PQChat messaging app
A new instant messaging service offers unhackable encrypted communication that holds no personal information on users. PQChat

A new messaging service that claims to be the "world's most secure mobile communications app" has launched, aimed at privacy-conscious users concerned about third-party snooping and data collection.

PQChat - standing for post-quantum chat - provides an alternative to other popular messaging apps like WhatsApp, Telegram and SnapChat that offers users a service that does not collect or mine their data, while also claiming to be unhackable - even by a quantum computer.

The messaging service was developed by London-based firm SRD Wireless and is aimed primarily at the enterprise market, with business and government users able to create custom security applications to best serve their needs.


"Our business model is not to mine our users' data," said Andersen Cheng, CEO of SRD Wireless. "That's not an area we want to address. Since SRD's business model is based around selling solutions to enterprises rather than data mining, there is no need for us to hold any of this information."

Privacy has been paramount for many internet users since revelations of mass government surveillance surfaced last year through whistleblower Edward Snowden.

Other secure alternatives to social networks and messaging apps have emerged in recent months and many WhatsApp users migrated to rival platforms after it was taken over by Facebook, which itself was implicated in the spying scandal.

In March MyApollo was launched, a secure alternative to Facebook that sends users' data across a peer-to-peer network to ensure it cannot be picked up by third parties.

PQChat goes one step further by offering quantum-computing proof encryption that utilises its own Never-The-Same (NTS) technology to protect users' data. NTS employs the McEliece cryptosystem, an algorithm developed in 1978 that has never been broken.

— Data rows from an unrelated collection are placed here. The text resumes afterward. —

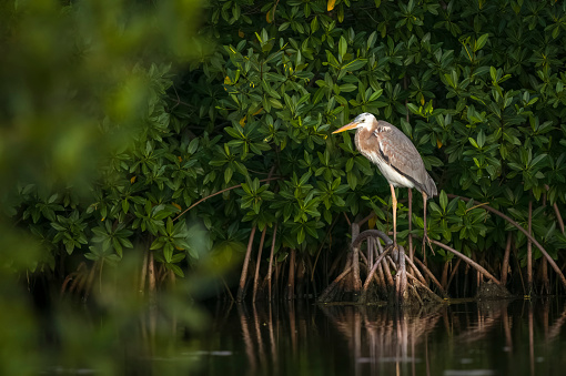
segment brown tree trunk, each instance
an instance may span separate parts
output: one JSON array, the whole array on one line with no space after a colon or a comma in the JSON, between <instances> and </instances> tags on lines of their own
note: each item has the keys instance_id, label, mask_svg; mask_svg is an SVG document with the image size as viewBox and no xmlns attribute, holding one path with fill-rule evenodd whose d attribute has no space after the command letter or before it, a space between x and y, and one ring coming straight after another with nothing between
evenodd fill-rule
<instances>
[{"instance_id":1,"label":"brown tree trunk","mask_svg":"<svg viewBox=\"0 0 566 376\"><path fill-rule=\"evenodd\" d=\"M509 232L507 234L507 244L505 245L505 254L503 255L503 263L502 263L502 285L504 285L504 286L507 284L507 274L509 271L511 241L512 241L512 233Z\"/></svg>"},{"instance_id":2,"label":"brown tree trunk","mask_svg":"<svg viewBox=\"0 0 566 376\"><path fill-rule=\"evenodd\" d=\"M245 280L247 278L247 266L250 265L250 257L252 255L253 238L255 236L256 226L252 227L250 240L247 241L247 250L245 251L244 264L242 265L242 274L240 275L240 285L237 287L236 301L242 302L245 295Z\"/></svg>"},{"instance_id":3,"label":"brown tree trunk","mask_svg":"<svg viewBox=\"0 0 566 376\"><path fill-rule=\"evenodd\" d=\"M357 223L352 223L352 241L360 234L360 226ZM360 245L356 245L352 250L352 278L354 296L360 296L362 292L362 280L360 280Z\"/></svg>"},{"instance_id":4,"label":"brown tree trunk","mask_svg":"<svg viewBox=\"0 0 566 376\"><path fill-rule=\"evenodd\" d=\"M448 266L449 266L449 263L447 261L445 261L444 267L442 268L442 277L441 277L442 288L444 288L445 291L448 286Z\"/></svg>"},{"instance_id":5,"label":"brown tree trunk","mask_svg":"<svg viewBox=\"0 0 566 376\"><path fill-rule=\"evenodd\" d=\"M291 250L289 257L289 283L287 283L287 301L292 301L295 293L295 250Z\"/></svg>"},{"instance_id":6,"label":"brown tree trunk","mask_svg":"<svg viewBox=\"0 0 566 376\"><path fill-rule=\"evenodd\" d=\"M255 297L257 296L257 287L260 284L260 265L262 261L262 251L263 251L263 242L265 241L265 232L267 231L267 226L262 231L262 237L260 240L260 248L257 250L257 262L255 263L255 276L253 278L253 295L252 302L255 302Z\"/></svg>"},{"instance_id":7,"label":"brown tree trunk","mask_svg":"<svg viewBox=\"0 0 566 376\"><path fill-rule=\"evenodd\" d=\"M267 298L271 302L272 295L272 284L271 284L271 276L273 274L273 253L275 252L275 236L277 234L277 223L273 226L273 238L271 240L271 253L270 253L270 266L267 270Z\"/></svg>"},{"instance_id":8,"label":"brown tree trunk","mask_svg":"<svg viewBox=\"0 0 566 376\"><path fill-rule=\"evenodd\" d=\"M528 202L528 233L533 234L533 201ZM533 292L533 242L527 240L527 294Z\"/></svg>"}]
</instances>

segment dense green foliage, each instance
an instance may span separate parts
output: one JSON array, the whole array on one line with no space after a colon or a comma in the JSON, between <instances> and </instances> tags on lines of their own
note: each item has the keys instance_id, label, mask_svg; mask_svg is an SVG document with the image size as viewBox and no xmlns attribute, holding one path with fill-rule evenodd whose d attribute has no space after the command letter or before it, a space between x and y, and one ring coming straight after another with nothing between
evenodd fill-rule
<instances>
[{"instance_id":1,"label":"dense green foliage","mask_svg":"<svg viewBox=\"0 0 566 376\"><path fill-rule=\"evenodd\" d=\"M182 37L188 21L173 4L183 2L132 13L119 12L127 2L82 3L13 10L3 27L19 53L1 61L11 68L2 132L32 135L0 141L2 174L18 181L4 223L41 242L32 271L63 278L72 266L57 265L68 255L119 264L150 250L182 276L199 260L237 261L253 226L270 240L277 223L280 262L289 250L314 258L335 248L323 243L331 231L344 237L343 213L373 211L375 226L391 228L385 180L352 134L330 134L361 112L400 126L422 153L442 191L429 204L433 238L496 268L516 230L477 203L526 227L533 201L533 232L560 258L566 238L552 205L566 200L565 3L211 0L200 42ZM62 37L41 34L36 13L63 22ZM46 57L41 70L13 74ZM406 213L402 205L402 243ZM526 238L515 238L524 261Z\"/></svg>"}]
</instances>

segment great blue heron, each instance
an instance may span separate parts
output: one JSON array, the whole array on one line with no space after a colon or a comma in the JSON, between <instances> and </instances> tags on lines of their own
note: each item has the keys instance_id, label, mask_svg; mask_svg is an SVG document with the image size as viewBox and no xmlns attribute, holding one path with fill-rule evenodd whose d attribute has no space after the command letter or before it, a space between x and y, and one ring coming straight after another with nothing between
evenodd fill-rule
<instances>
[{"instance_id":1,"label":"great blue heron","mask_svg":"<svg viewBox=\"0 0 566 376\"><path fill-rule=\"evenodd\" d=\"M375 163L391 187L393 201L393 244L397 245L397 199L394 186L416 187L423 194L424 237L426 236L426 199L435 196L436 184L426 172L423 159L408 138L383 120L376 120L371 113L364 112L353 122L332 132L340 133L357 129L355 143L357 150ZM411 219L410 219L411 221Z\"/></svg>"}]
</instances>

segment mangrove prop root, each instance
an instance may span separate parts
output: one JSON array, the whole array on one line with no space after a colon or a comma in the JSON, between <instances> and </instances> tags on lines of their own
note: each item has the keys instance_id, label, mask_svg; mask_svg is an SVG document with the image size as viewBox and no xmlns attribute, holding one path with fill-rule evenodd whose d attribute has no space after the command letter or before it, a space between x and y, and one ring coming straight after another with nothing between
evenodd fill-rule
<instances>
[{"instance_id":1,"label":"mangrove prop root","mask_svg":"<svg viewBox=\"0 0 566 376\"><path fill-rule=\"evenodd\" d=\"M247 266L250 265L250 257L252 255L252 246L253 238L255 236L255 228L257 226L252 227L252 232L250 233L250 240L247 241L247 250L245 251L244 264L242 265L242 274L240 275L240 285L237 287L237 302L242 302L244 299L245 294L245 280L247 278Z\"/></svg>"},{"instance_id":2,"label":"mangrove prop root","mask_svg":"<svg viewBox=\"0 0 566 376\"><path fill-rule=\"evenodd\" d=\"M467 197L463 197L463 196L458 196L458 195L455 195L455 194L447 194L448 197L451 199L461 199L461 200L464 200L464 201L469 201L471 199L467 199ZM517 222L513 221L511 217L508 217L507 215L503 214L502 212L499 212L498 210L489 206L489 205L482 205L482 207L484 207L485 210L501 216L502 219L504 219L505 221L507 221L508 223L511 223L512 225L514 225L518 231L520 231L522 233L525 234L525 236L527 238L529 238L534 245L536 245L536 247L543 253L543 255L545 256L545 258L548 261L548 264L550 264L550 266L554 268L554 271L556 272L556 274L558 275L558 277L560 278L560 282L562 284L564 285L564 287L566 287L566 277L564 276L564 274L562 273L560 268L558 267L558 265L556 265L556 263L554 262L553 257L550 257L550 255L548 254L548 252L546 252L546 250L540 245L540 243L538 243L538 241L536 238L533 237L533 235L530 235L525 228L523 228Z\"/></svg>"},{"instance_id":3,"label":"mangrove prop root","mask_svg":"<svg viewBox=\"0 0 566 376\"><path fill-rule=\"evenodd\" d=\"M469 258L468 256L464 255L463 253L459 253L458 251L454 250L453 247L444 244L444 243L441 243L438 241L435 241L435 240L431 240L431 242L433 244L436 244L438 245L441 248L444 248L448 252L452 252L454 253L456 256L461 257L462 260L464 260L464 262L466 262L469 266L474 267L477 272L479 272L481 274L483 274L486 278L488 280L492 280L493 282L495 282L497 285L501 285L502 283L496 278L494 277L489 272L487 272L482 265L479 265L478 263L476 263L475 261L473 261L472 258Z\"/></svg>"},{"instance_id":4,"label":"mangrove prop root","mask_svg":"<svg viewBox=\"0 0 566 376\"><path fill-rule=\"evenodd\" d=\"M446 292L444 291L444 287L441 285L438 280L434 276L433 272L426 266L418 257L415 257L416 263L418 266L426 273L426 275L431 278L431 281L441 289L441 292L446 296Z\"/></svg>"}]
</instances>

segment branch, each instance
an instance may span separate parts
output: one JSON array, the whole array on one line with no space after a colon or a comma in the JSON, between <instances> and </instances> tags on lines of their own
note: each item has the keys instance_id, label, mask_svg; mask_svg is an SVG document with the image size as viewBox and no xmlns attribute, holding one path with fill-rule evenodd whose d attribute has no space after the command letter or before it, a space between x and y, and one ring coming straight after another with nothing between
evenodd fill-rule
<instances>
[{"instance_id":1,"label":"branch","mask_svg":"<svg viewBox=\"0 0 566 376\"><path fill-rule=\"evenodd\" d=\"M448 197L451 199L461 199L461 200L464 200L466 202L468 202L471 199L467 199L467 197L462 197L462 196L458 196L458 195L455 195L455 194L447 194ZM556 274L558 274L558 277L560 278L563 285L566 287L566 277L564 277L564 274L562 274L562 271L560 268L558 267L558 265L556 265L556 263L554 262L553 257L550 257L550 255L548 254L548 252L546 252L546 250L540 245L540 243L537 242L537 240L530 235L528 233L528 231L526 231L525 228L523 228L517 222L513 221L511 217L508 217L507 215L503 214L502 212L499 212L498 210L496 209L493 209L492 206L487 205L487 204L484 204L482 205L482 207L485 207L485 210L494 213L494 214L497 214L498 216L501 216L502 219L504 219L505 221L509 222L512 225L514 225L515 227L517 227L522 233L525 234L525 236L527 238L529 238L533 244L536 245L536 247L538 250L540 250L540 252L543 253L543 255L546 257L546 260L548 261L548 263L550 264L550 266L554 268L554 271L556 272Z\"/></svg>"},{"instance_id":2,"label":"branch","mask_svg":"<svg viewBox=\"0 0 566 376\"><path fill-rule=\"evenodd\" d=\"M496 284L501 285L502 283L496 278L494 277L489 272L487 272L482 265L479 265L478 263L476 263L475 261L473 261L472 258L469 258L468 256L464 255L463 253L459 253L458 251L454 250L453 247L444 244L444 243L441 243L438 241L435 241L435 240L432 240L431 238L431 242L433 244L436 244L437 246L439 246L441 248L444 248L448 252L452 252L454 253L456 256L461 257L462 260L464 260L466 263L468 263L471 266L475 267L476 271L478 271L479 273L482 273L484 276L486 276L487 278L492 280L493 282L495 282Z\"/></svg>"},{"instance_id":3,"label":"branch","mask_svg":"<svg viewBox=\"0 0 566 376\"><path fill-rule=\"evenodd\" d=\"M277 180L277 179L281 179L281 177L267 177L267 179L262 179L262 180L260 180L260 183L263 183L263 182L271 182L271 181L273 181L273 180ZM201 199L201 200L196 201L194 204L192 204L191 206L189 206L188 209L185 209L185 210L184 210L181 214L179 214L178 216L175 216L175 217L173 219L173 222L174 222L174 221L176 221L176 220L179 220L179 217L180 217L181 215L183 215L184 213L189 212L191 209L193 209L194 206L199 205L201 202L204 202L204 201L209 200L210 197L213 197L213 196L219 195L219 194L221 194L221 193L224 193L224 192L226 192L226 191L235 190L236 187L241 187L241 186L242 186L242 184L237 184L237 185L230 186L230 187L228 187L228 189L221 190L221 191L219 191L219 192L216 192L216 193L209 194L206 197L203 197L203 199Z\"/></svg>"}]
</instances>

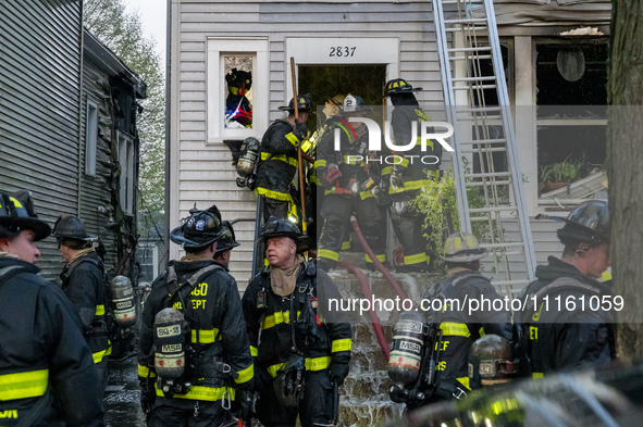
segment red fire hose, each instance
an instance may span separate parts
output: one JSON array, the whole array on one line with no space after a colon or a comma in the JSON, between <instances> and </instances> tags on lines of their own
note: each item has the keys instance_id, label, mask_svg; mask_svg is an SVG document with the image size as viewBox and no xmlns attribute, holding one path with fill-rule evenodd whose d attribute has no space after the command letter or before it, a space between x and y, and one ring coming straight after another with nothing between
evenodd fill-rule
<instances>
[{"instance_id":1,"label":"red fire hose","mask_svg":"<svg viewBox=\"0 0 643 427\"><path fill-rule=\"evenodd\" d=\"M363 235L361 234L361 230L359 229L359 224L357 224L357 218L355 217L355 215L350 215L350 225L353 226L353 229L357 235L359 243L361 244L364 252L369 255L371 261L375 264L375 267L378 267L378 269L384 275L386 280L391 284L393 289L395 289L399 298L401 298L403 300L408 300L406 293L404 292L404 290L401 290L401 287L399 286L397 280L395 280L395 277L393 277L393 275L391 275L391 272L388 272L388 269L386 269L386 267L380 262L380 260L378 260L378 256L375 256L373 250L369 247L369 243L367 243L367 239L364 239Z\"/></svg>"},{"instance_id":2,"label":"red fire hose","mask_svg":"<svg viewBox=\"0 0 643 427\"><path fill-rule=\"evenodd\" d=\"M363 274L361 268L359 268L353 264L342 262L342 261L339 263L337 263L337 265L342 268L346 268L349 272L353 272L357 276L357 278L359 279L359 282L361 284L361 290L363 291L366 299L371 301L373 299L373 294L371 293L371 288L369 287L369 279ZM384 332L382 331L382 325L380 325L380 318L378 317L375 310L373 310L372 307L371 307L371 310L369 310L369 316L371 317L371 324L373 325L373 329L375 330L375 336L378 337L378 342L380 343L380 347L382 348L382 354L384 354L384 359L386 361L388 361L388 356L391 355L391 349L388 348L388 342L386 341L386 338L384 338Z\"/></svg>"}]
</instances>

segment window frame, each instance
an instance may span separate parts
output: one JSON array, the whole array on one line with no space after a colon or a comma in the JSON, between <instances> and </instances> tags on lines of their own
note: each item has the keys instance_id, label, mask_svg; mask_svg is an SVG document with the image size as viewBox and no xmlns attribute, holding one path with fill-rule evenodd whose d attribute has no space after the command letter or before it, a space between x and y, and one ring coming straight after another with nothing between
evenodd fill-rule
<instances>
[{"instance_id":1,"label":"window frame","mask_svg":"<svg viewBox=\"0 0 643 427\"><path fill-rule=\"evenodd\" d=\"M206 143L219 145L224 139L260 138L268 127L270 113L268 38L208 37L207 49ZM230 55L252 58L252 128L249 129L225 128L223 120L225 64L223 58Z\"/></svg>"},{"instance_id":2,"label":"window frame","mask_svg":"<svg viewBox=\"0 0 643 427\"><path fill-rule=\"evenodd\" d=\"M85 112L85 175L96 176L96 158L98 155L98 103L87 99Z\"/></svg>"}]
</instances>

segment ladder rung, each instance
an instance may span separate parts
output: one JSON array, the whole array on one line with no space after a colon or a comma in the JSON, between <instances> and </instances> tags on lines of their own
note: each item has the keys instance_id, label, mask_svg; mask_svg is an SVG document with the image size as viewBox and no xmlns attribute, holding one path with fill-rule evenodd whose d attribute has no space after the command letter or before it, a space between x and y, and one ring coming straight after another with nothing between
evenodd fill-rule
<instances>
[{"instance_id":1,"label":"ladder rung","mask_svg":"<svg viewBox=\"0 0 643 427\"><path fill-rule=\"evenodd\" d=\"M507 151L505 147L495 147L495 148L480 148L480 149L471 149L471 150L460 150L461 154L479 154L479 153L497 153Z\"/></svg>"},{"instance_id":2,"label":"ladder rung","mask_svg":"<svg viewBox=\"0 0 643 427\"><path fill-rule=\"evenodd\" d=\"M445 26L447 24L486 24L486 18L484 17L470 17L468 20L444 20Z\"/></svg>"},{"instance_id":3,"label":"ladder rung","mask_svg":"<svg viewBox=\"0 0 643 427\"><path fill-rule=\"evenodd\" d=\"M486 172L478 174L465 174L466 178L495 178L502 176L511 176L510 172Z\"/></svg>"},{"instance_id":4,"label":"ladder rung","mask_svg":"<svg viewBox=\"0 0 643 427\"><path fill-rule=\"evenodd\" d=\"M453 48L453 49L447 49L448 52L486 52L490 51L491 47L490 46L483 46L483 47L478 47L478 48Z\"/></svg>"},{"instance_id":5,"label":"ladder rung","mask_svg":"<svg viewBox=\"0 0 643 427\"><path fill-rule=\"evenodd\" d=\"M509 212L516 211L516 206L489 206L489 208L474 208L470 209L469 213L490 213L490 212Z\"/></svg>"},{"instance_id":6,"label":"ladder rung","mask_svg":"<svg viewBox=\"0 0 643 427\"><path fill-rule=\"evenodd\" d=\"M499 112L499 106L477 106L474 109L456 109L456 113L492 113L492 112Z\"/></svg>"},{"instance_id":7,"label":"ladder rung","mask_svg":"<svg viewBox=\"0 0 643 427\"><path fill-rule=\"evenodd\" d=\"M460 141L458 142L460 146L473 146L475 143L507 143L505 138L499 139L477 139L474 141Z\"/></svg>"},{"instance_id":8,"label":"ladder rung","mask_svg":"<svg viewBox=\"0 0 643 427\"><path fill-rule=\"evenodd\" d=\"M483 187L483 186L508 186L511 184L510 180L495 180L495 181L480 181L480 183L467 183L465 184L467 187Z\"/></svg>"},{"instance_id":9,"label":"ladder rung","mask_svg":"<svg viewBox=\"0 0 643 427\"><path fill-rule=\"evenodd\" d=\"M472 60L491 60L490 54L481 54L481 55L467 55L467 56L452 56L448 59L449 61L472 61Z\"/></svg>"},{"instance_id":10,"label":"ladder rung","mask_svg":"<svg viewBox=\"0 0 643 427\"><path fill-rule=\"evenodd\" d=\"M521 241L512 241L509 243L481 243L480 248L498 249L498 248L522 248Z\"/></svg>"},{"instance_id":11,"label":"ladder rung","mask_svg":"<svg viewBox=\"0 0 643 427\"><path fill-rule=\"evenodd\" d=\"M453 83L458 81L495 81L496 76L484 76L484 77L458 77L452 79Z\"/></svg>"}]
</instances>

"The ongoing Snowden revelations have brought home just how easily accessible our personal information is to the NSA (National Security Agency) or other groups," Cheng said. "Yet most people are still handing over information to data miners, spammers and criminals without understanding what they are doing."

"People need to take back control of their data: even the smallest amount of personal information can compromise your privacy and security. Modern communication tools simply aren't built with this as a priority and so make compromises in order to allow communication."

PQChat has launched on iOS and will soon be arriving on Android.